The currency reached the weakest since 2004 on Aug. 5 at C$1.3213 per U.S. dollar, after the central bank cut interest rates for the second time this year citing a drop in energy investment and puzzling weakness in other exports. The currency may need to trade between C$1.30 and C$1.40 for at least several years.
“It’s going to be less about how much further it goes from here, it’s already been an epic decline,” Rosenberg said in an interview Monday with Joe Weisenthal and Scarlet Fu on Bloomberg Television. “It’s really going to be many, many years that the Canadian dollar really flirts with the bottom that it’s at right now.”
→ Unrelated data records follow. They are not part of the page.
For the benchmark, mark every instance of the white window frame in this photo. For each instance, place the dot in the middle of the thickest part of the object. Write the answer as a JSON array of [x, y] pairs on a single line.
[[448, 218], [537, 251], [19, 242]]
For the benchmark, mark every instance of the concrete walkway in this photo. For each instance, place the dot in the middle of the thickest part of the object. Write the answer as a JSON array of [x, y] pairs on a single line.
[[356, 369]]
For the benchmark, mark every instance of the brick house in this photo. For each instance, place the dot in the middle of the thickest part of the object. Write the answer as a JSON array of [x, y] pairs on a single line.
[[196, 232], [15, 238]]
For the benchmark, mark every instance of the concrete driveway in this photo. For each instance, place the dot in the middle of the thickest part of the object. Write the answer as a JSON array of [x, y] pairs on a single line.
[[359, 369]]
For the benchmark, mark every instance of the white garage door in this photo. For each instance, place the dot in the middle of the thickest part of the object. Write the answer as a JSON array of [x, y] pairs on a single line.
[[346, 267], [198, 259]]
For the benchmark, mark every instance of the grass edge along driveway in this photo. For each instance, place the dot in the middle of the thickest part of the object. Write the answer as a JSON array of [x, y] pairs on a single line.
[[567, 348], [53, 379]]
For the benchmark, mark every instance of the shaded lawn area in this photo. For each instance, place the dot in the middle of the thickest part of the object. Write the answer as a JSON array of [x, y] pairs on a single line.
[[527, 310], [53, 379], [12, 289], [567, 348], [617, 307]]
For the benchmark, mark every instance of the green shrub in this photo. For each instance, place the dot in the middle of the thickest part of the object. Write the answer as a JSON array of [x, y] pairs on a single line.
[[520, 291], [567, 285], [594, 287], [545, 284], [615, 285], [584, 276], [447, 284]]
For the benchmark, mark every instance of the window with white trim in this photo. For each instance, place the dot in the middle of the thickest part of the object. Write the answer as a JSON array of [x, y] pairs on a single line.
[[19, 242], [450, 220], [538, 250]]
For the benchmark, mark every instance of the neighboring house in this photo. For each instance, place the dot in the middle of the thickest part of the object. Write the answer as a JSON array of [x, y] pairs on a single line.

Canada’s manufacturing market share with its free trade partners the U.S. and Mexico has fallen to a record low, Rosenberg said. Part of that is payback from when the nation’s currency reached parity with the U.S. dollar, which happened in 2007 and again as recently as 2013.
“We are paying the price for those years where the Canadian dollar went above par,” he said. “You have gone through a real gutting of the manufacturing base here to a point where even with the Canadian dollar where it is today, Canada’s manufacturing share in Nafta is at an all-time low.”
Rosenberg said he wouldn’t be surprised to see U.S. gross domestic product growth of 3 percent in the third quarter, and he predicts there’s about a 50 percent chance the Federal Reserve raises interest rates in September.